Contract drug manufacturers witnessed reduced spending from biotech clients last year, but recent interest cuts could improve the funding environment for biotechs as borrowing costs might ease.

Thermo, which had raised its profit forecast range twice earlier this year, now expects annual profit between $21.35 and $22.07 per share, compared with previous forecast of $21.29 to $22.07 per share.

On Tuesday, rival Danaher beat Wall Street estimates for profit and revenue, but said that it is not seeing large improvement in demand from smaller biotechs and flagged weakness in China.

Thermo Fisher retained its annual revenue forecast in the range of $42.4 billion to $43.3 billion.

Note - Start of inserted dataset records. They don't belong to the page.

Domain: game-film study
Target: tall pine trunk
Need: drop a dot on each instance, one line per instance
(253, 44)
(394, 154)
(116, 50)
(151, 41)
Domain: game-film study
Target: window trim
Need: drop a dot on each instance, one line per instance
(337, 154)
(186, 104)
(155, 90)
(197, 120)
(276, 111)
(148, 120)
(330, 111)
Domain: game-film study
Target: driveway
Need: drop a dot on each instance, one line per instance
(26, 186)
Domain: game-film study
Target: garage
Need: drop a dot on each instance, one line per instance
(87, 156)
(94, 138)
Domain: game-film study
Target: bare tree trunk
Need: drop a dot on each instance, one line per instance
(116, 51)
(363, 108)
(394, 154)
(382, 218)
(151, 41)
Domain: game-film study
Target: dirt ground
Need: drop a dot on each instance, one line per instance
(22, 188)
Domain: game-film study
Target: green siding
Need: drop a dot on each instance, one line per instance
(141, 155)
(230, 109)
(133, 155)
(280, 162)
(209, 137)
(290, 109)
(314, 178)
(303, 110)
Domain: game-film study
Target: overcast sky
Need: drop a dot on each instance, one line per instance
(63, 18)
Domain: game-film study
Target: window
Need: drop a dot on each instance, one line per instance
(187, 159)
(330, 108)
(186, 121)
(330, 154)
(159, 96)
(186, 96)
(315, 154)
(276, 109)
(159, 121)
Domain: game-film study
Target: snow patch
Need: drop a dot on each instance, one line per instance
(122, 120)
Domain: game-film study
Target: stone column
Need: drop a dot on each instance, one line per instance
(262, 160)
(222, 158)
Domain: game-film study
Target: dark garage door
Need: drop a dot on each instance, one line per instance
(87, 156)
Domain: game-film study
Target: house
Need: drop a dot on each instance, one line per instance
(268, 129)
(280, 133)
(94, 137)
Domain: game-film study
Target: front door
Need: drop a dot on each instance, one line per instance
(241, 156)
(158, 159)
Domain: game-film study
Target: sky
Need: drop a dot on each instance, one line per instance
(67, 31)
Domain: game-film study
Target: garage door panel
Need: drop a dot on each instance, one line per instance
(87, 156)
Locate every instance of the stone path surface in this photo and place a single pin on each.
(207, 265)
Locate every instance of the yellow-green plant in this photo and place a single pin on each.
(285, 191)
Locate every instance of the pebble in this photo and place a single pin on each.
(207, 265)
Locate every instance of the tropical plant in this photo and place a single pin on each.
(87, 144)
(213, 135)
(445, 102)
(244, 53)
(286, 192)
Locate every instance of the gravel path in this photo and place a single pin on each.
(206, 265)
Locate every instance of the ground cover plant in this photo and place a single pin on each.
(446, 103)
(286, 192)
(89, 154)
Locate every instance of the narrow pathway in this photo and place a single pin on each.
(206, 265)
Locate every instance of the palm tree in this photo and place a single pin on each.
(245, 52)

Analysts are expecting a profit of $21.72 per share and revenue of $42.91 billion for this year, according to LSEG data.

For the third quarter, sales in the company's laboratory products segment that provides products and services used in clinical trials and drug development came in at $5.74 billion, above analysts' expectations of $5.45 billion.

Revenue from that segment makes up more than half of Thermo Fisher's total sales.

European peer Sartorius last week reported better-than-expected bioprocessing order intake in its nine-month results, lifting shares of life sciences firms like Thermo Fisher, Danaher and Waters. Citi analysts had said the results were "a clear positive data point for bioprocessing players".

On an adjusted basis, Waltham, Massachussets-based Thermo earned $5.28 per share for the quarter ended Sept. 28, compared with analysts' expectations of $5.25 per share.

However, its third-quarter revenue of $10.60 billion fell short of estimates of $10.64 billion.